Helping hands

Men in rehab volunteer to assist setting up fair

PHOTO BY JILL GOSCHE Lance Weiland (left) and Gavin Shaw place identification cards on rabbit cages at Seneca County Fair Monday evening. To view more photos from this event, visit

Volunteers helping to prepare Seneca County Fairgrounds for next week’s fair were described as a “godsend” Monday.

Five men from The Cottage — Cory Cook, Dillion Fowler, Gavin Shaw, Brandon Taylor and Lance Weiland — volunteered their time to help set up the rabbit barn at Seneca County Fair Monday evening.

The Cottage is a second chance for men recovering from addiction who are looking to get their lives back in order.

The volunteers worked with Carolyn Gittinger, an adviser for Seneca County Junior Fair’s rabbit department, and her husband, Randy, Senior Fair Board’s representative for the rabbit department.

Carolyn Gittinger called the crew, which assembled cages and placed identification placards on them Monday, a “godsend.”

“I’m already hours ahead. … They work hard when they come out here,” she said.

Gittinger said she never had had that much help.

“Whatever you need done, we’re here to do it,” Weiland told her.

Cook also had helped clear wood from around the grounds.

He said blessings come and go, and it’s on an individual to pay it forward or not.
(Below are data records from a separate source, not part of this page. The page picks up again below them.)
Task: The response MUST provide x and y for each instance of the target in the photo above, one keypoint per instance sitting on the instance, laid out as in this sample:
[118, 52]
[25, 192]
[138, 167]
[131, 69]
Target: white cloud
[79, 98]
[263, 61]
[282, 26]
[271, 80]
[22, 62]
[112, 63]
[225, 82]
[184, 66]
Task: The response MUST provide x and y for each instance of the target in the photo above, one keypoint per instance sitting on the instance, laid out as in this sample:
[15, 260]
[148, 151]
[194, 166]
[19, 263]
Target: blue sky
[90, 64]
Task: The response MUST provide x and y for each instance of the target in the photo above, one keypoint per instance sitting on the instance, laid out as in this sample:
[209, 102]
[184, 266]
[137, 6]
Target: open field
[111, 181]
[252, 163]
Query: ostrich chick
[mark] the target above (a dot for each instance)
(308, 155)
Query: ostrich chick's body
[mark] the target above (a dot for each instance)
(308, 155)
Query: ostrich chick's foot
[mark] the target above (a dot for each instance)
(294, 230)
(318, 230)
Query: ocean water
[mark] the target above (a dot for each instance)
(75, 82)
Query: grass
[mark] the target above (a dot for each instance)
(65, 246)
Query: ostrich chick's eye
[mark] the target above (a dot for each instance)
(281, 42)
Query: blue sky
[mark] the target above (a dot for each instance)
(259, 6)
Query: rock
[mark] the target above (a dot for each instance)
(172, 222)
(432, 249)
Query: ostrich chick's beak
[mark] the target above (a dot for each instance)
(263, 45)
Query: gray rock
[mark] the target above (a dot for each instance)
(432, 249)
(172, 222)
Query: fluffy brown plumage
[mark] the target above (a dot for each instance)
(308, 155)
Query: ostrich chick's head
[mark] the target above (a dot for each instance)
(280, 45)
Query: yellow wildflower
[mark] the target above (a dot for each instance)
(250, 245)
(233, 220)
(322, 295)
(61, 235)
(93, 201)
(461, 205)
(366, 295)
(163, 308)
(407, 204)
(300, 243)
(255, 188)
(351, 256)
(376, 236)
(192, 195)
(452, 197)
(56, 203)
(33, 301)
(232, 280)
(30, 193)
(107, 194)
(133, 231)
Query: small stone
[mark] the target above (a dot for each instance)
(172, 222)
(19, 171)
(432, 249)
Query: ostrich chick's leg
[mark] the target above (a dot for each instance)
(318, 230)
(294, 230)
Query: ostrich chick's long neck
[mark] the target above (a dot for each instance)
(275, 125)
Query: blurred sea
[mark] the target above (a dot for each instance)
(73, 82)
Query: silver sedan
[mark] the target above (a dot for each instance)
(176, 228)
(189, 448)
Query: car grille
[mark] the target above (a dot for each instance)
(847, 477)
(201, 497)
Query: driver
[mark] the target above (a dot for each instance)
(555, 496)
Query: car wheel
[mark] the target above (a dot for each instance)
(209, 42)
It feels good to watch selfless people work, he said.

“People should give back more. … I spent so much time taking away, so I enjoy this,” he said.

Fowler said he visits the fair every year. He said he usually attends the derby and to get fair food.

It’s nice to give back and help people without expecting anything in return, he said.

Weiland is a roofer and landscaper, works three jobs and works seven days a week. He said work at the fairgrounds was relaxing and he loves helping.

“Anything I can do to give back,” he said.

Weiland said everybody at The Cottage is working. He said he has been there for four months and does better in an environment when he has to answer to somebody.

“I need to be held accountable,” he said.

Tevin Drosky, program coordinator for New Housing Ohio who oversees The Cottage, said she believed it was the first year men living there volunteered for the fair.

She said residents need to do volunteer hours, and it’s difficult for the staff to find places. The men want to give back, she said.

“They like working out there (at the fair),” she said.

Drosky said The Cottage is at full capacity of 11 with 10 on the waiting list.

The men, she said, will do anything for anybody.

“They’re pretty close to one another. … They’re good guys,” she said.